DESCRIPTION (provided by applicant): While researchers have learned vast amounts about brain function at a cellular and molecular level over the past several years, we still have a poor understanding of the manner in which these phenomena give rise to behavior, and the way that neurobiological dysfunction creates psychiatric symptoms. This is particularly true for schizophrenia: while a large number of research studies have implicated hippocampus in the etiology of schizophrenia, and several possible neuroanatomic and biochemical abnormalities have been identified in this region, we still do not know how these findings, alone or in combination, lead to the clinical syndrome. Computational modeling is a research tool that allows one to make links between cellular phenomena and clinical behaviors by offering insights at the level of cells or cell ensembles as to how emergent properties arise. We have developed a computer simulation of a subsection of hippocampus CA1 incorporating 452 cells. Each cell is a biologically realistic model of a neuron, featuring an extensive dendritic arborization and Na+, Ca++, K+DR, K*AHp, K+c, and K+A channels, as well as AMPA, NMDA, and GABA synapses. We will use an elaborated version of this computational model as a tool to examine particular hypothesis regarding the hippocampal neuropathology of schizophrenia. Specifically, we will "lesion" the model in a schizophrenogenic way by separately and in combination (a) altering aspects of the GABA system, (b) disrupting the glutamatergic system, and (c) increasing dopaminergic tone. We will examine two outcome measures: oscillatory activity and performance on context-dependent memory tasks; both of these have clinical correlations with schizophrenia. Finally, we will apply a number medications, including typical and atypical antipsychotics, and examine their effects on system functioning. We expect these studies to 1) offer mechanistic and system-level insights into the neuropathological basis of the illness; 2) generate hypotheses that can subsequently be tested experimentally; and 3) identify potentially effective antipsychotic medications. Also, we hope that this study can make a contribution from a methodological point of view: though it involves only one brain area performing a discrete psychological task for a particular psychiatric illness, it is an approach that potentially can be applied to other brain regions and neuropsychiatric diseases.
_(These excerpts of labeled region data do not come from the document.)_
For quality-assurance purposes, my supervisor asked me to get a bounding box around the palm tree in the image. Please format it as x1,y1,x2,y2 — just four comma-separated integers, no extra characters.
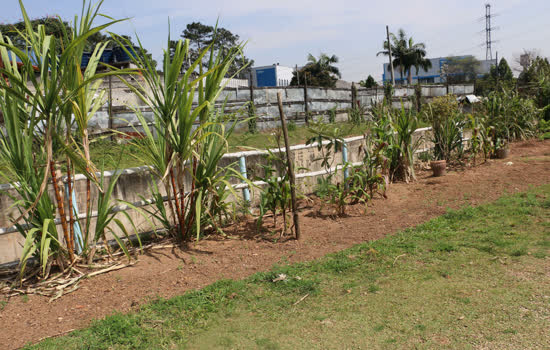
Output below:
376,29,432,84
290,53,342,88
376,29,407,80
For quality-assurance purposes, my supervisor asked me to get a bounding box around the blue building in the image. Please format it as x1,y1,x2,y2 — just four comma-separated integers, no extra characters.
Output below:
382,55,496,84
252,63,294,87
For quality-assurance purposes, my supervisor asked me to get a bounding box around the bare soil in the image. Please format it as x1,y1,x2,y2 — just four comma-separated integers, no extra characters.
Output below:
0,140,550,349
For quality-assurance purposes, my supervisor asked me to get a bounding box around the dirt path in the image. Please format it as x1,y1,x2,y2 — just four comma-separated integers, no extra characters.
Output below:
0,141,550,349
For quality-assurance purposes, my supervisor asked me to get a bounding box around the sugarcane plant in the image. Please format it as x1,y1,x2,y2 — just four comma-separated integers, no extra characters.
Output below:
116,23,250,242
0,1,137,278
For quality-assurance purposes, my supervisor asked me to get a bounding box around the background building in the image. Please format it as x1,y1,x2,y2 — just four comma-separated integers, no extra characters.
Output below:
251,63,294,87
382,55,496,84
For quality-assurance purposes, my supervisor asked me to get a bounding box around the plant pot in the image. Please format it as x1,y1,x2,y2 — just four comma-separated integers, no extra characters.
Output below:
430,160,447,177
495,147,510,159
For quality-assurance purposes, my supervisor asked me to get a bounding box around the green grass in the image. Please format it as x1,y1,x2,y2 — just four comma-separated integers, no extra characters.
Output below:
30,185,550,349
228,122,369,152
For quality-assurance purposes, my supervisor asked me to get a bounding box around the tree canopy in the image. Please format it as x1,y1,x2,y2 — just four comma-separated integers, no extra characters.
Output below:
170,22,254,78
376,29,432,84
359,74,378,89
443,56,481,84
290,53,342,87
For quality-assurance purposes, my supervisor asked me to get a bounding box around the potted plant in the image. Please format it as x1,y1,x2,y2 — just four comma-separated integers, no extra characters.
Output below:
430,159,447,177
425,100,465,177
495,138,510,159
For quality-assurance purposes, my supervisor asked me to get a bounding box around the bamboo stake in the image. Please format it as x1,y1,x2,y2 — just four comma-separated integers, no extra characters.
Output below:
183,157,201,241
277,92,300,240
82,129,92,238
67,159,75,251
170,168,183,235
50,160,74,262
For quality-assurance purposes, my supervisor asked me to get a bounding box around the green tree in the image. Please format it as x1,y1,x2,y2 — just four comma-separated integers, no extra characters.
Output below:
174,22,254,78
359,74,378,89
290,53,342,87
376,29,432,84
496,58,514,82
518,56,550,120
0,16,156,66
445,56,480,84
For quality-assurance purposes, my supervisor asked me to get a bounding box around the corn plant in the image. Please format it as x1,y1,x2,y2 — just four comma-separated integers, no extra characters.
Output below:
255,148,291,236
425,104,466,161
372,105,421,182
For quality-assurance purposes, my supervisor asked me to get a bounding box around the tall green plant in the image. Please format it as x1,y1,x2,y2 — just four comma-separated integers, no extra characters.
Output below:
120,26,250,239
0,1,133,274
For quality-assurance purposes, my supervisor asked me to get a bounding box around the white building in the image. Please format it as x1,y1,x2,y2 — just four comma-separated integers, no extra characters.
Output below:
382,55,496,84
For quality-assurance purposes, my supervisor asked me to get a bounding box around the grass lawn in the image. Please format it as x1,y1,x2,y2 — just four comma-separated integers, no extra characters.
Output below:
27,185,550,349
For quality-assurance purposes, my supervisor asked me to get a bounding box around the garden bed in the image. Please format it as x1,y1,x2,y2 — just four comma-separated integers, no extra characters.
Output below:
0,141,550,348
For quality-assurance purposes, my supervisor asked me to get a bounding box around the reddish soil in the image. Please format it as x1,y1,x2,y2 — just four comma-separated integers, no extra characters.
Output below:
0,141,550,349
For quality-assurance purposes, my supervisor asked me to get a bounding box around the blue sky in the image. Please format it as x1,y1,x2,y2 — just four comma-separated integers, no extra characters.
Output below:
0,0,550,81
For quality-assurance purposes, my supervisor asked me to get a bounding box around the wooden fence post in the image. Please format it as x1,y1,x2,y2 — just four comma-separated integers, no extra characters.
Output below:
304,73,309,125
277,91,300,240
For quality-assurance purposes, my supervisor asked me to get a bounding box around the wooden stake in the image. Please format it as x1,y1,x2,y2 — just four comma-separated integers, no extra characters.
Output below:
304,72,309,125
277,92,300,239
386,26,395,86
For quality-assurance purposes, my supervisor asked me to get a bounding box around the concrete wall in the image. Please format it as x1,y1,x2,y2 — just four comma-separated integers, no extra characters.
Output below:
0,128,448,264
94,78,474,133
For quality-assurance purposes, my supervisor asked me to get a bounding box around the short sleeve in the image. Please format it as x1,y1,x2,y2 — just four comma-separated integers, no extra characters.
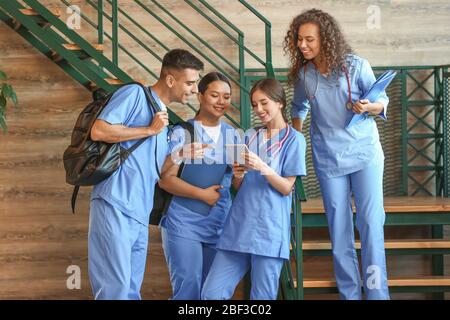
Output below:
358,59,389,120
281,132,306,177
168,126,185,154
97,85,148,126
291,70,311,121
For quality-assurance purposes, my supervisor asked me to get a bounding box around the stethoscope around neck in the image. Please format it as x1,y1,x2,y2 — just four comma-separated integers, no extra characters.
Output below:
303,62,353,110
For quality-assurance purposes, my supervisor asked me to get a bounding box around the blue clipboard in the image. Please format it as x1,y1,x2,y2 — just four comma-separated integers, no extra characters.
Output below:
346,70,397,129
172,163,228,216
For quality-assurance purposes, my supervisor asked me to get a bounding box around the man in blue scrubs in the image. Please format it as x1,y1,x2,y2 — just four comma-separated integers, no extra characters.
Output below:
88,49,203,300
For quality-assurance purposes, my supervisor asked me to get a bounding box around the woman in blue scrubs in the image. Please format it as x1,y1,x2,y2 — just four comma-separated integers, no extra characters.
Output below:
284,9,389,299
160,72,235,300
202,79,306,300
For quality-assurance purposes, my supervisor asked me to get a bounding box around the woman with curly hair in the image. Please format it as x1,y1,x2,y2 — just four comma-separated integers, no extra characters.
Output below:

描述(申请人提供)：尽管在过去的几年里，研究人员已经在细胞和分子水平上了解了大量关于大脑功能的知识，但我们仍然对这些现象引发行为的方式以及神经生物学功能障碍产生精神症状的方式缺乏了解。对于精神分裂症来说尤其如此：虽然大量研究表明海马体与精神分裂症的病因有关，并在该区域发现了几种可能的神经解剖和生化异常，但我们仍然不知道这些发现单独或结合起来如何导致临床综合征。计算建模是一种研究工具，它允许人们在细胞或细胞集合水平上提供关于紧急特性如何产生的见解，从而在细胞现象和临床行为之间建立联系。我们已经开发了一个包含452个细胞的海马区CA1的计算机模拟。每个细胞都是一个生物真实的神经元模型，具有广泛的树突分支和Na+、Ca++、K+DR、K*AHP、K+c和K+A通道，以及AMPA、NMDA和GABA突触。我们将使用这个计算模型的详细版本作为工具来检验关于精神分裂症的海马神经病理的特定假说。具体地说，我们将通过单独和联合使用(A)改变GABA系统的各个方面，(B)扰乱谷氨酸能系统，以及(C)增加多巴胺能张力，以精神分裂症的方式对模型进行“损伤”。我们将检查两个结果指标：振荡活动和上下文相关记忆任务的表现；这两个指标都与精神分裂症有临床相关性。最后，我们将应用一些药物，包括典型和非典型的抗精神病药物，并检查它们对系统功能的影响。我们希望这些研究1)提供对疾病神经病理基础的机械性和系统水平的洞察；2)产生假说，随后可以进行实验测试；以及3)确定潜在有效的抗精神病药物。此外，我们希望这项研究能够从方法论的角度做出贡献：虽然它只涉及一个大脑区域为特定的精神疾病执行离散的心理任务，但它是一种潜在的方法，可以应用于其他大脑区域和神经精神疾病。